Usually at late hours of the night stored in my iPhone’s memo pad. It’s a sacred place of nonsensical nothingness that feels profound and poetic in the moment, only to be read back in the daylight with utter embarrassment. Sometimes it’s musical, sometimes it’s almost funny. It doesn’t have any sense or purpose.
Being a ‘writer’ is a beautiful cycle of self-doubt while trying to reassure yourself that those words you wrote just as you were falling asleep have meaning and purpose. But they don’t. The melody you had in mind is a recycled accidental cover of a Taylor Swift song you heard at a Walgreens while buying tampons.
Telling an original story is the goal but it feels impossible. Due to the fact that variations of the story you’re writing, reading or watching has probably happened to someone you know or a borrowed experience. There are roughly 8 basic plots that have existed since Shakespeare.
It’s up to you, as the writer, to figure out how far into the story you’re gonna kill your main character or the perfect moment for a car crash and who will get replaced by their long-lost yet, equally convenient identical twin to pop up just to keep it interesting.
Getting an idea is exciting because it comes with a rush of creativity. My brain tends to work faster than my ability to type it all out.
The relationship between an artist and its muse is both intimate and infuriating. It’s like a sword fighting match held in candlelight. It leads to an endless cycle of “Is this good (enough)?” It’s only on the good days that you can push through the self-doubt and make it feel like something.

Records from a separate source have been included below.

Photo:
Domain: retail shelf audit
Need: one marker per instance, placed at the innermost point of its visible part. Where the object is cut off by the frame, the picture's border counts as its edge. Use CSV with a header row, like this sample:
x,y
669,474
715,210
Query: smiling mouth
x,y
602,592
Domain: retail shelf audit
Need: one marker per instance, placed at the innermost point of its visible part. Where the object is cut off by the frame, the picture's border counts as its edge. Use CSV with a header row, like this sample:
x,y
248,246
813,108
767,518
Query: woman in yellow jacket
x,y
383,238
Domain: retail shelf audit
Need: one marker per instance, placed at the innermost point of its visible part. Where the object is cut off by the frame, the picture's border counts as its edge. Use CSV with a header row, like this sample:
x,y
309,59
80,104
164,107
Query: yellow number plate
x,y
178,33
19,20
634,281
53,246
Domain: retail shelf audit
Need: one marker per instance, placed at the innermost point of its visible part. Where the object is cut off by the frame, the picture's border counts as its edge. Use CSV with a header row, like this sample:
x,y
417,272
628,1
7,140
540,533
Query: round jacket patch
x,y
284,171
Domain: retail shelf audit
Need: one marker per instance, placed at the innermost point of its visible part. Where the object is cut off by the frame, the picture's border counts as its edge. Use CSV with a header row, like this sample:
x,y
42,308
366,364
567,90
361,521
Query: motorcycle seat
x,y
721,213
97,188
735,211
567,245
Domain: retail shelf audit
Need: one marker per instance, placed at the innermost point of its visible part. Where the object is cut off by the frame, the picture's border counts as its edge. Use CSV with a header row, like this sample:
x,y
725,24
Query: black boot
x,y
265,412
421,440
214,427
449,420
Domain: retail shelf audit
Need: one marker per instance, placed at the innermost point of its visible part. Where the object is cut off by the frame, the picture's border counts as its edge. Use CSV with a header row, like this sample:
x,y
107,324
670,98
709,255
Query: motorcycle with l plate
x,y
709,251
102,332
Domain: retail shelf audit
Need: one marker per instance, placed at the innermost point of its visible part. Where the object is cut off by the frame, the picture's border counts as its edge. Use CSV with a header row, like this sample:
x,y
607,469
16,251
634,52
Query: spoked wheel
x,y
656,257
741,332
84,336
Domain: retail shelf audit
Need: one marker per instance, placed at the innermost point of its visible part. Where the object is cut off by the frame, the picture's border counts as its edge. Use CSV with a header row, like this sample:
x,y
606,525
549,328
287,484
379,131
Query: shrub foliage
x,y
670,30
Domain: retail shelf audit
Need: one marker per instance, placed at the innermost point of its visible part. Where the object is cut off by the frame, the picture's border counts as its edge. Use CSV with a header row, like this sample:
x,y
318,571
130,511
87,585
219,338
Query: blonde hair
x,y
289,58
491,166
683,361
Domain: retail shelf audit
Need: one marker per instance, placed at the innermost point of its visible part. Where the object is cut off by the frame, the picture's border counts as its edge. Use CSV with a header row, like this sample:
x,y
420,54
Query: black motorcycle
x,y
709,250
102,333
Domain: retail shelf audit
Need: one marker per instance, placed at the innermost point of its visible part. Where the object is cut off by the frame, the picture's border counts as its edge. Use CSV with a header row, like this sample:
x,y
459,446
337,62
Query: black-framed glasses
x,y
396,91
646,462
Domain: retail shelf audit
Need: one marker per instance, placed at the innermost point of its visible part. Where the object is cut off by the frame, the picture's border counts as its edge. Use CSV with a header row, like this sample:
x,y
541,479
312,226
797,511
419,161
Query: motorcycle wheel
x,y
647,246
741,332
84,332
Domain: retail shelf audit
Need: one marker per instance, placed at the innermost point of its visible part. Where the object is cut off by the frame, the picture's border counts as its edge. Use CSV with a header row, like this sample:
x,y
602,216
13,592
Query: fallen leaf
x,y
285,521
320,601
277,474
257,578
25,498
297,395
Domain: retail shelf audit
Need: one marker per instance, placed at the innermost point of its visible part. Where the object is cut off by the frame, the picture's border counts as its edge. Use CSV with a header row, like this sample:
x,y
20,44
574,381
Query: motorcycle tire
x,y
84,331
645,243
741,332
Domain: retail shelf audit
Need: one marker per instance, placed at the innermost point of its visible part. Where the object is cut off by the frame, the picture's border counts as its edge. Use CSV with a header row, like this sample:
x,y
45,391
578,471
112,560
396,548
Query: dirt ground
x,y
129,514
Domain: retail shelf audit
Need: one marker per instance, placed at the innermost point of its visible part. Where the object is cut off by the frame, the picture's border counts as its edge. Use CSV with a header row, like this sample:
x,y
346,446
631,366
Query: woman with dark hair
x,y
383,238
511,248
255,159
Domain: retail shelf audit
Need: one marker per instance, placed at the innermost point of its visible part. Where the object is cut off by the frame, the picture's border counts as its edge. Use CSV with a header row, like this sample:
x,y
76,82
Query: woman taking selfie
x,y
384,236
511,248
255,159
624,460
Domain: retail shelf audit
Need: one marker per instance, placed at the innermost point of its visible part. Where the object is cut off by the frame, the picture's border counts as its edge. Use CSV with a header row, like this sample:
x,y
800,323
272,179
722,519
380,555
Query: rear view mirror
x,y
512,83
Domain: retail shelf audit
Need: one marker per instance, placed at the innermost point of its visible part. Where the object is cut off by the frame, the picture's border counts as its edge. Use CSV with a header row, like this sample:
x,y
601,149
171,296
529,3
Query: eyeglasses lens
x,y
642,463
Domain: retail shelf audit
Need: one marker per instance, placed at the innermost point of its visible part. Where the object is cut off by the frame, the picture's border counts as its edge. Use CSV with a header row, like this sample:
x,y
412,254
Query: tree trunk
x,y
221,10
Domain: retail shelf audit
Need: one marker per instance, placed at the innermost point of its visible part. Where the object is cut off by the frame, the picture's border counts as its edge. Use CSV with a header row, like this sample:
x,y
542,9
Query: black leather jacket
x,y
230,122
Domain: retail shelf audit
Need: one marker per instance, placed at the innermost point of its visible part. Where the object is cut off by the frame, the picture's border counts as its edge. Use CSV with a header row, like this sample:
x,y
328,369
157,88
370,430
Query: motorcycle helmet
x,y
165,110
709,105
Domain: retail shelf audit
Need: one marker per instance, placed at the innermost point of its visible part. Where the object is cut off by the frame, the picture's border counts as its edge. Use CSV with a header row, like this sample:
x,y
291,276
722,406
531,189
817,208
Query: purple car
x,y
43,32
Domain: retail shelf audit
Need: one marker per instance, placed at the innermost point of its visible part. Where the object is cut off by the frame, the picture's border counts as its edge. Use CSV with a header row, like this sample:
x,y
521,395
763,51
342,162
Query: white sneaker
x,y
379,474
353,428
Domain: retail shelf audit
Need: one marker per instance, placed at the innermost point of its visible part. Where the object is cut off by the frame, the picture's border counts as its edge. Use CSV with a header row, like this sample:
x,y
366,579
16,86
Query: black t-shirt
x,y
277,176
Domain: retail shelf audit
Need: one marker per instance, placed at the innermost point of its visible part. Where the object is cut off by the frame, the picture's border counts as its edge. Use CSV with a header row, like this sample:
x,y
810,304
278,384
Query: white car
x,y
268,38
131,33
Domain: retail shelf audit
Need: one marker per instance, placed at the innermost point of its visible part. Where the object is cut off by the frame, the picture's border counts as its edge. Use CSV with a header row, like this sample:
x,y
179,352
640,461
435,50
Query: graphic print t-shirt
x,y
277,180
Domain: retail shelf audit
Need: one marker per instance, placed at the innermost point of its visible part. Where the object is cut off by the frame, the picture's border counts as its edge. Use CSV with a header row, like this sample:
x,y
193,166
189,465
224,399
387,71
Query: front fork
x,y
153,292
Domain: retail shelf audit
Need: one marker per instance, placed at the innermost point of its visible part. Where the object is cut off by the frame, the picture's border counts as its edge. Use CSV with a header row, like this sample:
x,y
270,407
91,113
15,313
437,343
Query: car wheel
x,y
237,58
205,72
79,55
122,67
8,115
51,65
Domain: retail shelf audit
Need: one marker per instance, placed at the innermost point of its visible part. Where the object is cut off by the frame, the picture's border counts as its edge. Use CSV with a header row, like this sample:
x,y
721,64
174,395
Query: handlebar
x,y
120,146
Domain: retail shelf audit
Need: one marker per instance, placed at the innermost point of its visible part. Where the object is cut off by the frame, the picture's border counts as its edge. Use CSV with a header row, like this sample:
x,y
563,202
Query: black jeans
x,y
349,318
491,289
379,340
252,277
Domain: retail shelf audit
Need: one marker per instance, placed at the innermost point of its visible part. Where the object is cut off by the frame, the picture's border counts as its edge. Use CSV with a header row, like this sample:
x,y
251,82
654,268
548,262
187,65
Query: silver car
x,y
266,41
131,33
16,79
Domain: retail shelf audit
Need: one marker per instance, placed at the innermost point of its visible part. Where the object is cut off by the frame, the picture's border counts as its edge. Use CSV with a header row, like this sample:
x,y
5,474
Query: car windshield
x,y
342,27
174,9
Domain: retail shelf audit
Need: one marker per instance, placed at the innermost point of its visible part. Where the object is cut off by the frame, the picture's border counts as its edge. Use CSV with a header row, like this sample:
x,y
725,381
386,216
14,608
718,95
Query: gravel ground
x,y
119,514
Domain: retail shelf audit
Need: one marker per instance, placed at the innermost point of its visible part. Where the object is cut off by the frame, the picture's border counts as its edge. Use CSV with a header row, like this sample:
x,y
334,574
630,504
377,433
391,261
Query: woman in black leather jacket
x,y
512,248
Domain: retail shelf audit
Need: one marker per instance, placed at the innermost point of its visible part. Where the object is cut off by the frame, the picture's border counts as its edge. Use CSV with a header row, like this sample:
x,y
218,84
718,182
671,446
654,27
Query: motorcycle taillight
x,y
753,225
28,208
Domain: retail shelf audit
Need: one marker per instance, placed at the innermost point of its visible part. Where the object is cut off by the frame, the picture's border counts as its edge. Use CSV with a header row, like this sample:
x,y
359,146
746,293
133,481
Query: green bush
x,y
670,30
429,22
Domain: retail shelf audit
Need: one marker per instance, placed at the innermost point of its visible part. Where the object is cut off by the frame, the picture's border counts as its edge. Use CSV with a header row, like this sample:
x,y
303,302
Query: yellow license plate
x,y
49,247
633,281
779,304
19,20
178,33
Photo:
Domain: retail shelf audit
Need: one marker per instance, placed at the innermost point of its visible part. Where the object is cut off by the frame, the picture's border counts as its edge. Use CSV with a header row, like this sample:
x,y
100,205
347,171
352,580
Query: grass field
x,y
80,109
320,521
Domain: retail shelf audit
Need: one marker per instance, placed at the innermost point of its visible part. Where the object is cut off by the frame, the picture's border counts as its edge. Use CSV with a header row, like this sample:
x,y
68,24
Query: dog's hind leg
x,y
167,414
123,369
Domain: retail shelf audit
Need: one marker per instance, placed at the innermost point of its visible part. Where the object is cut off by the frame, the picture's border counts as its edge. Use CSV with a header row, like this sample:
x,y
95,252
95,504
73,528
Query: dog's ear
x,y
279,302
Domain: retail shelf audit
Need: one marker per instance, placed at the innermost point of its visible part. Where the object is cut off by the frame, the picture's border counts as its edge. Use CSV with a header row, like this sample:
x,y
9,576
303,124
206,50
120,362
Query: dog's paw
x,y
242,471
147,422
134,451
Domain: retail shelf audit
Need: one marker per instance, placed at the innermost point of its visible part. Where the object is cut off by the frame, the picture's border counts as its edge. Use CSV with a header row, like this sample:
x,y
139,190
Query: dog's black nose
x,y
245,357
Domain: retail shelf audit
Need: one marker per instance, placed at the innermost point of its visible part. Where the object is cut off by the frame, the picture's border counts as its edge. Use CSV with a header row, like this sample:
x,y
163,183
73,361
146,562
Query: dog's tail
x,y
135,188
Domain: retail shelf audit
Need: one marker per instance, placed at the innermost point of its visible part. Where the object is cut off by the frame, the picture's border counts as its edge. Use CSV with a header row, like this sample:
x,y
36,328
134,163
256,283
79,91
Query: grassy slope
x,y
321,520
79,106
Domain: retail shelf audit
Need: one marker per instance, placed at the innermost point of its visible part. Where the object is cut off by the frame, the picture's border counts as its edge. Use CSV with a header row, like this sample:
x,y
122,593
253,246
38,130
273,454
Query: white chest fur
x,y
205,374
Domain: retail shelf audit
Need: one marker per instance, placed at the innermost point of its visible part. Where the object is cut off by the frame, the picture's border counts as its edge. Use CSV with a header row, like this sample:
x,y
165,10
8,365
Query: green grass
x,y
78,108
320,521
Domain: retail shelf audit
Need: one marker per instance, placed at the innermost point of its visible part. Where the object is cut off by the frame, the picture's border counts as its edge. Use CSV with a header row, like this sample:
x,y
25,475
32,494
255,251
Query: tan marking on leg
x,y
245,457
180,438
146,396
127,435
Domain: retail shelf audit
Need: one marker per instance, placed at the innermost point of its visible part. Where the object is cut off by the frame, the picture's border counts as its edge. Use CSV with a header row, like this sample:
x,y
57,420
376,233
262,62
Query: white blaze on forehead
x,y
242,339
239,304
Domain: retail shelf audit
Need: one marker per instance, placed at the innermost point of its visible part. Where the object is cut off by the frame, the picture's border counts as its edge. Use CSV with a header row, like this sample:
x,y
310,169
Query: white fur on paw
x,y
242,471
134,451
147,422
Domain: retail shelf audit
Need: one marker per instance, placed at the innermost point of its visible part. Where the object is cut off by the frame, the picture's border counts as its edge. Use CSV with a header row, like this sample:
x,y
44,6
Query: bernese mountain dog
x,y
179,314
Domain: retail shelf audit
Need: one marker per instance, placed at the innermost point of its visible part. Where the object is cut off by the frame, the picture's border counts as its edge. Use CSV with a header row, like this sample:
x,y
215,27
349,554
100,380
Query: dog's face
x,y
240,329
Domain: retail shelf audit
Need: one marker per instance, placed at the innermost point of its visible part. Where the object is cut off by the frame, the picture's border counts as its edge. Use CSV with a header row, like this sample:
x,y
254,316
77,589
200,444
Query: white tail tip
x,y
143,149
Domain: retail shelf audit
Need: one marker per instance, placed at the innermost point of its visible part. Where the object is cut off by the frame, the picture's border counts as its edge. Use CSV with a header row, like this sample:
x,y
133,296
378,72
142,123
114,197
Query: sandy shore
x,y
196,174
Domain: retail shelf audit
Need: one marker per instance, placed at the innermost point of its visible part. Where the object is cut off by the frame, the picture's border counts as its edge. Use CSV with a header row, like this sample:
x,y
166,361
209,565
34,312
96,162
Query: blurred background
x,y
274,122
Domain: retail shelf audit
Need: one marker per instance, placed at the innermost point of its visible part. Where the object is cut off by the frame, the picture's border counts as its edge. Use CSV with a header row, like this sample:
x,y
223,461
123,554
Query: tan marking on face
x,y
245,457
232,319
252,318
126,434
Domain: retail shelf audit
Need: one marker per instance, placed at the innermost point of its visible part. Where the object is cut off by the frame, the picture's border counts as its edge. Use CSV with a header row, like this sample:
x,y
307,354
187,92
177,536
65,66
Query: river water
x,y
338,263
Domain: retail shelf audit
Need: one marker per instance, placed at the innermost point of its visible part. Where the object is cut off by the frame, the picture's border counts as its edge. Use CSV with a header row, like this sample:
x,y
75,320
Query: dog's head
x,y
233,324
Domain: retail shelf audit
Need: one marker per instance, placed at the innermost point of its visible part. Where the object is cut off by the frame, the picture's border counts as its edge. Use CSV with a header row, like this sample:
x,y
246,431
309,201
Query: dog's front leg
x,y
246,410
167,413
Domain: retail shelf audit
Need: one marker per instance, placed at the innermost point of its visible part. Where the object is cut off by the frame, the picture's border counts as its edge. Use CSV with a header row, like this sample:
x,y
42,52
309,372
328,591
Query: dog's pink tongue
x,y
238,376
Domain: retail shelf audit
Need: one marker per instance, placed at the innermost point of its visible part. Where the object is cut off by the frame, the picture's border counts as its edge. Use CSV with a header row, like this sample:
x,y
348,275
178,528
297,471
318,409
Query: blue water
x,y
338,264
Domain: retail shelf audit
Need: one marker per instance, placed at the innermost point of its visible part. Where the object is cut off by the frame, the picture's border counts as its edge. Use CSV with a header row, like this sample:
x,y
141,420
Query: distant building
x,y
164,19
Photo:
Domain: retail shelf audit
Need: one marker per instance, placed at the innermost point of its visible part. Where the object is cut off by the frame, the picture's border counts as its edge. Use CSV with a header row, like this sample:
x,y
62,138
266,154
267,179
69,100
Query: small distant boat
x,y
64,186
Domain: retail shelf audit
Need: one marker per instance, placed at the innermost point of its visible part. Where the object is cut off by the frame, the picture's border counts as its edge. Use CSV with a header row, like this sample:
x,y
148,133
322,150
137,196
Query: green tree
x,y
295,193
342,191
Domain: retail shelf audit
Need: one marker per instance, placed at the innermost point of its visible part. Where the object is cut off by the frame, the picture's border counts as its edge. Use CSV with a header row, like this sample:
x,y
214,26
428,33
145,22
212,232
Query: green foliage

As a writer, self-doubt is my domain.
It’s my comfort, which is weird. It shouldn’t be that way. It makes us think while simultaneously questioning our work in the hopes it will push us further. Self-doubt keeps me confined to my post-it size comfort zone. I’ve heard musicians talk about “writing a hit” and when it happens, you know and the song can’t flow out fast enough. The song is written in under 30 minutes. But I haven’t had that moment yet. Maybe because I want it too badly in the hopes of finding a purpose. Maybe because I know at the very least, I want it to matter. If it matters, let it matter.
When attempting to write music, the idea tends to linger; the lyrics get stuck in my head for days or resurface weeks later while serenading my shampoo bottles in the shower. “This is good”, I think to myself. Then seconds later “18 versions of this lyric exist already” “This lyric doesn’t have any actual meaning” “This is dramatic and awful” “Turn the lyric on its head, maybe you’ll find meaning in it then….ugh gross”. A very real glimpse into my thought process.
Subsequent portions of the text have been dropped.